Readers’ letters, February 26
Start talking about poverty Mr Morris
I see that Morecambe made the national news on television on a Thursday evening, February 7.
Channel Four news featured a report about poverty in Morecambe. The reporter noted that the local MP David Morris was “unavailable for interview”.
The first time Mr Morris came to my attention was when he was boasting in your paper about barracking Jeremy Corbyn in the commons. ”He was rattled”, gloated Mr Morris.
The second time I saw him in the media was on the TV during the great Brexit debate and he was telling a joke about hairdressers changing a light bulb.
Recently in my post I have received a promotional flyer from Mr Morris extolling his virtues and showing his smiling face in various places.
It seems Mr Morris is keen to promote himself.
He can be available to the media to gloat about his barracking tactics and to reduce the Brexit debacle to a joke, but he cannot make himself available to argue his opinions about such an important topic as poverty in Morecambe.
Morecambe Micky, full name and address supplied
Brexit harm to wildlife
The threat of a no-deal Brexit is looming and this would be catastrophic for our environment.
The world is warming. Climate chaos is already impacting people and wildlife in the UK.
Our birds, animals and nature are in rapid decline.
And the UK would probably still be the ‘dirty man of Europe’, if it wasn’t for EU laws which improved our air quality, protected nature and prevented companies flushing raw sewage into our seas. A no-deal Brexit will leave the UK without the environmental rules we need, and nobody to enforce the ones we do have.
Without adequate environmental protections, Lancashire’s beaches could return to their previous sewage and pollution-filled state.
Not only that, but political desire to get the economy moving will likely lead to pressure to lower standards to secure quick trade deals.
Lancashire’s MPs must come together across party lines to urge the Prime Minister to take no deal off the table.
Dorothy Kelk, Central Lancashire Friends of the Earth
Rail fares are too costly
Robert Nisbet, of the Rail Delivery Group, popped up on our screens to reassure us all new cash will create a modern railway. No wonder there were protests at stations by many angry rail staff and commuters.
They, and millions of other people, know full well that Britain’s railway industry is an expensive shambles and most know why. Numerous opinion polls confirm that three quarters of the public hold privatisation responsible.
What else but chaos could have been expected on a rail network operated by, at the last count, 34 different companies?

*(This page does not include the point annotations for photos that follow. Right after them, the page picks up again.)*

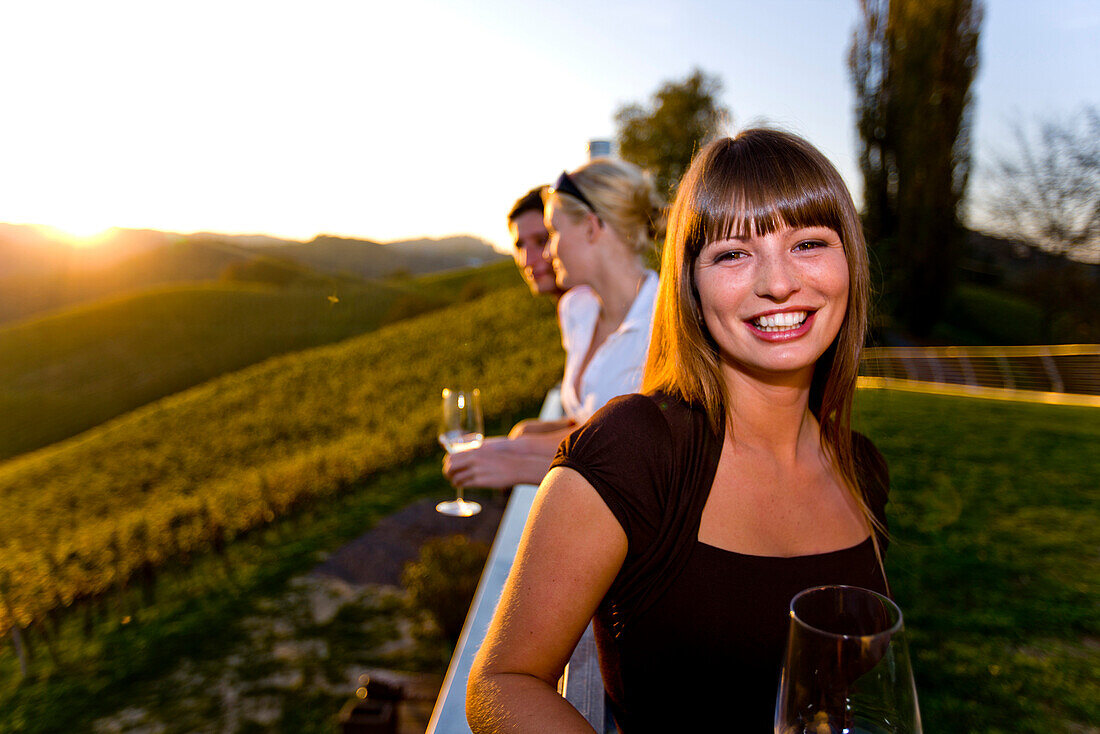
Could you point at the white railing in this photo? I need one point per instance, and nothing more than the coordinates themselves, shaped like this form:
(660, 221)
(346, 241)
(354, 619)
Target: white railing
(581, 685)
(1064, 374)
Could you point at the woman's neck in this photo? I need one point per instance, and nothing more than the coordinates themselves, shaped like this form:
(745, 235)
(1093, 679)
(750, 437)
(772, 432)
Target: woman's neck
(772, 415)
(616, 286)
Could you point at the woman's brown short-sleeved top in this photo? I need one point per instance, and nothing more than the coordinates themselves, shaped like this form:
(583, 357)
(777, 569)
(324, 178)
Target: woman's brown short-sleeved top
(691, 636)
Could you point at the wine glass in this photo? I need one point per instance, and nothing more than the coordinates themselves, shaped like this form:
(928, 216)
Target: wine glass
(461, 429)
(847, 668)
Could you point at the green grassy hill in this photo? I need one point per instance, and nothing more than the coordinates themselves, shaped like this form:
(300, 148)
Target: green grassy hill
(197, 468)
(65, 373)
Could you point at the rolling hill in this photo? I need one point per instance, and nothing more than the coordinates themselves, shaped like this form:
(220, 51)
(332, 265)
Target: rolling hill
(69, 371)
(41, 272)
(216, 460)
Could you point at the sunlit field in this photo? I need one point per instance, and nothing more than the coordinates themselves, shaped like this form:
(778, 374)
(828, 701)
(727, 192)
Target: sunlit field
(143, 546)
(70, 371)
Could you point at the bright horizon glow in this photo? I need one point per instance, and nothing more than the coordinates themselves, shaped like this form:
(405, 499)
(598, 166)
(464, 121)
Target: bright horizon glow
(429, 118)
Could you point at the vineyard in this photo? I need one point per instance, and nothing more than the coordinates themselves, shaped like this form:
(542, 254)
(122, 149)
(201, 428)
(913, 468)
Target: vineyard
(70, 371)
(194, 470)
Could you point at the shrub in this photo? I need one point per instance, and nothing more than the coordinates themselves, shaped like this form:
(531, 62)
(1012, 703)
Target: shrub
(443, 580)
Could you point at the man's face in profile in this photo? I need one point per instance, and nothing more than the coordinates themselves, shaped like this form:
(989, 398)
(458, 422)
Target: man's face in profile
(529, 237)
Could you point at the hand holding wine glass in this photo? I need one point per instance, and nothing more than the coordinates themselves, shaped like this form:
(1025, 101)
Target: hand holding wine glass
(847, 666)
(461, 429)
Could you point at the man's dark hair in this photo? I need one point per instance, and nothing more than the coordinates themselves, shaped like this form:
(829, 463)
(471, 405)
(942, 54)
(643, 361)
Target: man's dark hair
(529, 201)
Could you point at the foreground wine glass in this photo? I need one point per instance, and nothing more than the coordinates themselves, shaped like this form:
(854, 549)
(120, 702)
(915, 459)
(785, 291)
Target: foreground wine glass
(847, 668)
(461, 429)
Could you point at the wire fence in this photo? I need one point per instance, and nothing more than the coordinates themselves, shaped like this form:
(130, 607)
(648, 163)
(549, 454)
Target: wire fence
(1067, 374)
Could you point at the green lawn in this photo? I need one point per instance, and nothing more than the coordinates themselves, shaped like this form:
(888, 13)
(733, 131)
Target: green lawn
(994, 516)
(996, 528)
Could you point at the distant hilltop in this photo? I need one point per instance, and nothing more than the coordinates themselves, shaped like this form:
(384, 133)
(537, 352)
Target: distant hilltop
(40, 272)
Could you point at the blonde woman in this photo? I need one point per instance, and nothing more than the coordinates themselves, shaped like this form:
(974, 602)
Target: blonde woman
(684, 519)
(602, 219)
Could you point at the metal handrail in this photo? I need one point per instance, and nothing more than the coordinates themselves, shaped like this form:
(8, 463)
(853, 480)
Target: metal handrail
(1064, 374)
(992, 372)
(581, 685)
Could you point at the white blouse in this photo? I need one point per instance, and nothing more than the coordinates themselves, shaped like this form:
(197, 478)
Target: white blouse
(617, 365)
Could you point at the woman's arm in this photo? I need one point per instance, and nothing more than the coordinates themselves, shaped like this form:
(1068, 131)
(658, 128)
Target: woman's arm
(571, 550)
(503, 462)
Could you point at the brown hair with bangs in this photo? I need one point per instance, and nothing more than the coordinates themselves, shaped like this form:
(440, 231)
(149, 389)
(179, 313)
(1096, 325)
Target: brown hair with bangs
(752, 185)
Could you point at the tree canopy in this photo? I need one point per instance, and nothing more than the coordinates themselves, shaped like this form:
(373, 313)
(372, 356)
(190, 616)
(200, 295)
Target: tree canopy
(912, 63)
(663, 135)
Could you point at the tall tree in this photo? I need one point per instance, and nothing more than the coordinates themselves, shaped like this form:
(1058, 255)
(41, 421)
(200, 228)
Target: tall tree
(912, 63)
(663, 135)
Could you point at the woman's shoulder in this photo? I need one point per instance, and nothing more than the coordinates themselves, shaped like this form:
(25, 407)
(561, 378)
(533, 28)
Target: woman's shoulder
(628, 415)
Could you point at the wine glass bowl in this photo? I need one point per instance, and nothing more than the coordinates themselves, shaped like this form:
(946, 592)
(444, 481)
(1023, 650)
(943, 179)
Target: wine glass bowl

We pay higher fares than in Europe to travel on crammed and unreliable services.
The only solution is to return to public ownership.
Royston Jones, email address supplied
Lost penny says so much
While walking my dog, I stepped over a lonely one pence piece on the pavement. It brought back memories of what you could buy for a penny when I was a schoolboy: a stick of liquorice or two sticks of Spanish. Three days later, the penny was still unclaimed, unwanted and unloved. I felt sorry for the poor penny so I took it home to remind me of the rapid passing of years.
It also made me wonder just how many people there are in the world, unwanted and unloved.
It may just be a penny but I’m sure it’s made me feel richer for reminding me just how lucky I am to be loved, wanted and claimed by my fabulous loving family.